Or maybe Mother Nature's pre-Thanksgiving cosmic statement....
From BBC:
Antarctic witnesses total eclipse
A partial solar eclipse seen at the Japanese Showa Base. It was visible for barely two minutes, but enthusiastic sky watchers paid through the nose to watch Sunday's total eclipse of the Sun in Antarctica. As the Sun dived behind the Moon, it cast a shadow on the White Continent in an enormous 5,000-kilometre-long arc. The spectacle was the first recorded total eclipse of the Sun in Antarctica.
A group of around 300 stargazers, eclipse chasers and scientists in a Boeing 747 plane got a spectacular view of the phenomenon at exactly 2240 GMT. Those on board the specially chartered Qantas plane, on a round-trip from Melbourne, had paid up to AU$12,000 (£5,096) and came from as far afield as Houston, Texas, US. A shipload of tourists watched from the comfort of a cruise ship off the Russian Antarctic base of Mirny. Others braved freezing temperatures to watch the eclipse out on the ice. One young woman ran three km across frozen sea-ice while some of her colleagues skied for the best view.
Scientist Bob Jones, station leader at Australia's Davis Antarctic Base, travelled by snow car with nine colleagues across the sea-ice to catch a better view of the eclipse from an island three km closer than the base. "Some people skied across, and one young woman actually ran across to this island because of course at the moment it's surrounded by ice," Mr Jones said. "From the beginning of the eclipse it was about six degrees above the horizon.
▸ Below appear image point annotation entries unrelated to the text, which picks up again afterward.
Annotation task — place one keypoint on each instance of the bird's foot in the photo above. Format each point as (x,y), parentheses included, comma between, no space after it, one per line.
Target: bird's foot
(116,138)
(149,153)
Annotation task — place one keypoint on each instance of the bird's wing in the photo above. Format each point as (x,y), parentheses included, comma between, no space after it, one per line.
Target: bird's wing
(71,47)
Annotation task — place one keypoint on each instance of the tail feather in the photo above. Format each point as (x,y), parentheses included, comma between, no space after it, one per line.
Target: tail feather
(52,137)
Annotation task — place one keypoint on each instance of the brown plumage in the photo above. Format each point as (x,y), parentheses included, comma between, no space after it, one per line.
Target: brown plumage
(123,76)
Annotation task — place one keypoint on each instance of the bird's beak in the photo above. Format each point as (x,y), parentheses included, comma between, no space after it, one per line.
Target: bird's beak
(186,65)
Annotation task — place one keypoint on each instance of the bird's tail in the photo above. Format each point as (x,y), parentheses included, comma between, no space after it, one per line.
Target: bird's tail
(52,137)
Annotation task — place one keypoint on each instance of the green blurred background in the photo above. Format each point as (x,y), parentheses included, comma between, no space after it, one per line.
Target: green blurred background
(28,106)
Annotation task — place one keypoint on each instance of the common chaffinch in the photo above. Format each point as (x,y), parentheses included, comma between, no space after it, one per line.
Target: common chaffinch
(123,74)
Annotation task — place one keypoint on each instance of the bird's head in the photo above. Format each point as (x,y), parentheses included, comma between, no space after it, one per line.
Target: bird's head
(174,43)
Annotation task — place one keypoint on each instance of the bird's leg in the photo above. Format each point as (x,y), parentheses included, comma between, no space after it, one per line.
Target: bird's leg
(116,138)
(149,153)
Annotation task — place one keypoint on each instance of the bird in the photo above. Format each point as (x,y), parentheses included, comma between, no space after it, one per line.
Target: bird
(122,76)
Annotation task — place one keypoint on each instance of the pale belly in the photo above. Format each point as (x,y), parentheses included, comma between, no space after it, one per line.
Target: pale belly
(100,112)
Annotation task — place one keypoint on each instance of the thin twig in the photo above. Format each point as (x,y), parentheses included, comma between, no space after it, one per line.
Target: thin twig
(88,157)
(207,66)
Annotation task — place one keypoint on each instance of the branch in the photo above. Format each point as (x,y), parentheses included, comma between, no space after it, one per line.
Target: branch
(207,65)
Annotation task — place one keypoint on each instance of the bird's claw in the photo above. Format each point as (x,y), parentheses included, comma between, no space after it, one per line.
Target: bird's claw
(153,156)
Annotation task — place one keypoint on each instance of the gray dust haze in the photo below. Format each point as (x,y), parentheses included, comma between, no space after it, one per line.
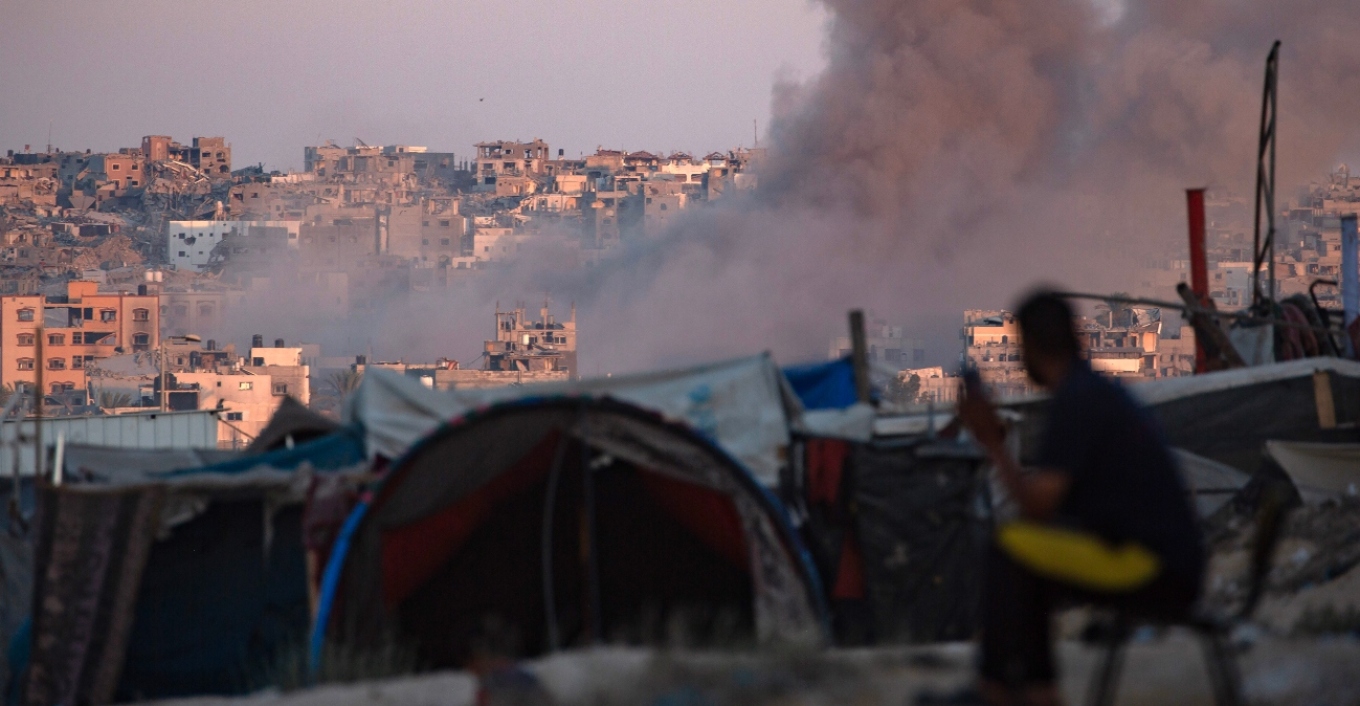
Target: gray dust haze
(952,154)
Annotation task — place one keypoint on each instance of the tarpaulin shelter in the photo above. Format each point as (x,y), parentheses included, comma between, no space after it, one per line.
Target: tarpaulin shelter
(896,527)
(1319,471)
(199,581)
(828,385)
(1230,415)
(743,406)
(562,521)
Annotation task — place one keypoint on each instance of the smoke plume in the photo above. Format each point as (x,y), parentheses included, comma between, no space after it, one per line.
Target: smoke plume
(952,154)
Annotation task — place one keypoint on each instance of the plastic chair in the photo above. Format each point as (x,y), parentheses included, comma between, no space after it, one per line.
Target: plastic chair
(1212,627)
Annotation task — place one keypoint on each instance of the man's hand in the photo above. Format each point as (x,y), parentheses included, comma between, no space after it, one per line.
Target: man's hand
(981,419)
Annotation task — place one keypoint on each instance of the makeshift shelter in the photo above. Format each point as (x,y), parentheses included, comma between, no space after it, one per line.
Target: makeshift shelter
(743,406)
(291,423)
(898,528)
(1319,471)
(200,581)
(1230,415)
(546,523)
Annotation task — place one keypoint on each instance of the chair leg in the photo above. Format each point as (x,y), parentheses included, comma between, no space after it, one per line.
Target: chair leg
(1102,688)
(1221,665)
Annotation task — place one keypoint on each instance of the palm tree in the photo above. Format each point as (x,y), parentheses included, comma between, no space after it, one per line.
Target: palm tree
(114,399)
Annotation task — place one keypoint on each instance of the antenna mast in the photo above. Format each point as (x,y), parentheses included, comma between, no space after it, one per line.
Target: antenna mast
(1264,248)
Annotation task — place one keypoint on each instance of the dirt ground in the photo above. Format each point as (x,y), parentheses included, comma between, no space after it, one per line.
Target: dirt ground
(1303,648)
(1166,669)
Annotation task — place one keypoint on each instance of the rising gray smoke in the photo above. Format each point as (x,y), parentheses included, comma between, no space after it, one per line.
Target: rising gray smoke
(952,154)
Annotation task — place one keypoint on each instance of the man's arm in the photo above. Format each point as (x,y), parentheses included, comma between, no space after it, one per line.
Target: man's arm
(1039,491)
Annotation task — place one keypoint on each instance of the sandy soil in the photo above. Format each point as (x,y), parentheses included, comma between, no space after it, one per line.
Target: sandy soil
(1166,669)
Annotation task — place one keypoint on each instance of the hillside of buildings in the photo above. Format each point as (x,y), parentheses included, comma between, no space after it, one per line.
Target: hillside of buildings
(123,256)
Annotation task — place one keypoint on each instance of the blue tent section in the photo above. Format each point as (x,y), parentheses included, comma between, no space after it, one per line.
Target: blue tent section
(333,452)
(823,385)
(223,600)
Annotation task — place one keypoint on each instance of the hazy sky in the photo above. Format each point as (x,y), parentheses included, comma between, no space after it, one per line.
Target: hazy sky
(276,75)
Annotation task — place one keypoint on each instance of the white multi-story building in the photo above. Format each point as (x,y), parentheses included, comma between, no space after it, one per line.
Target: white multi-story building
(191,244)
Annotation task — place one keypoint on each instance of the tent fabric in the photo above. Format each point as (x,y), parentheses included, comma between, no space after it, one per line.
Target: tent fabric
(15,567)
(221,551)
(1319,471)
(1213,484)
(83,463)
(469,472)
(291,421)
(921,536)
(744,406)
(1166,389)
(89,558)
(824,385)
(223,603)
(1228,416)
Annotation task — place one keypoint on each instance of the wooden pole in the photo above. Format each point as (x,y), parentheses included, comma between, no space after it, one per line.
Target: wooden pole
(37,404)
(1198,267)
(860,357)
It rose to about 10 degrees, so it was higher in the sky than I would have thought," Mr Jones added.
Astronomer Brian Carter from New Zealand's Carter Observatory calculated an arc of the eclipse 700 km wide and 5,000 km long. The Moon began shading the face of the Sun at 1108 (2208 GMT) at New Zealand's Scott Base and the nearby US McMurdo Station on the northern Antarctic Coast. Natalie Cadenhead, Antarctica New Zealand's information officer, said staff at Scott Base used welding masks to shield the lenses of their cameras as they tried to capture the eclipse on film. Mr Jones, a veterinary pathologist from Victoria in Australia said the local wildlife was unfazed by the solar phenomenon. He said there was no discernable change in the penguins that were incubating their eggs out on the ice. "
didn't show any degree of agitation or worry or anything," Mr Jones said. The path of the Moon's so-called umbral shadow - total darkness - began at 2219 GMT in the southern Indian Ocean about 1,100 kilometres southeast of Kerguelen Island. Moving south, the path pf totality reached the coast of Antarctica at 2235 GMT. The instant of greatest eclipse occurred in Wilkes Land at 2249:17 GMT. The Sun was blocked out completely at this point for one minute 55 seconds. The path left the Antarctic continent at Queen Maud Land at 2317 GMT, before lifting off the Earth's surface at 2319 GMT. Partial eclipses also occurred over parts of Australia, southern New Zealand, southern Argentina and Chile. The next total eclipse will be in April 2005, when it will be visible only in the middle of the Pacific Ocean.